Differential abundance analysis and quantitative analysis

The most common methods for comparing fractions in SIP experiments were developed for analysing RNA-Seq datasets. The parallels are apparent; typical RNA-Seq experiments are designed as a case-control study and the analytical challenge is to identify which sequences are differentially expressed (either up-regulated or down-regulated) compared to the control, while overcoming the natural variance and differences in library sizes. Similarly, in SIP experiments one would like to identify which sequences are "differentially abundant" in the fractions where labelled nucleic acids are expected to be present compared to those where unlabelled nucleic acids are present.
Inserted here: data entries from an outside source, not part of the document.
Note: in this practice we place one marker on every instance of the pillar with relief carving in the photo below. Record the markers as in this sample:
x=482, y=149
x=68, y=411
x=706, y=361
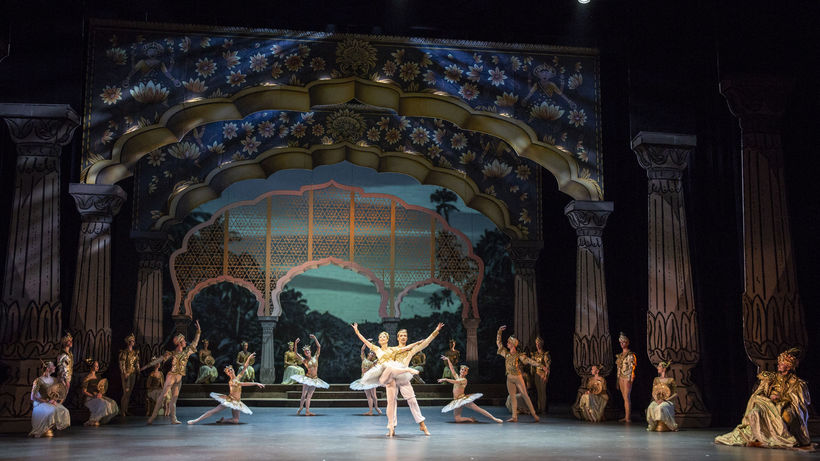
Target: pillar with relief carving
x=672, y=322
x=773, y=318
x=524, y=254
x=91, y=310
x=153, y=249
x=30, y=305
x=592, y=344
An important difference to RNA-Seq experiments is, however, that only enriched sequences in the 'heavy' fractions are of interest, while depleted sequences should only occur when labelling is strong enough to displace unlabelled sequences from the 'light' fractions to a noticeable degree. Nearly all existing data analysis methods should apply to both DNA- and RNA-SIP, albeit with some differences. This book offers two recent and very robust ways to analyse SIP datasets: quantitative SIP (qSIP; Chapter 11) and High-Resolution SIP (HR-SIP; Chapter 9). Both yield similar results, but they nevertheless differ in some details (discussed in \cite{Youngblut_2018a}). While High-Resolution SIP, like all other differential abundance methods, aims only at detecting labelled phylotypes, qSIP also attempts to quantify the level of enrichment per phylotype, but requires additional quantitative data from qPCR and also a matching unlabelled control sample for every labelled sample, to reliably detect growth. 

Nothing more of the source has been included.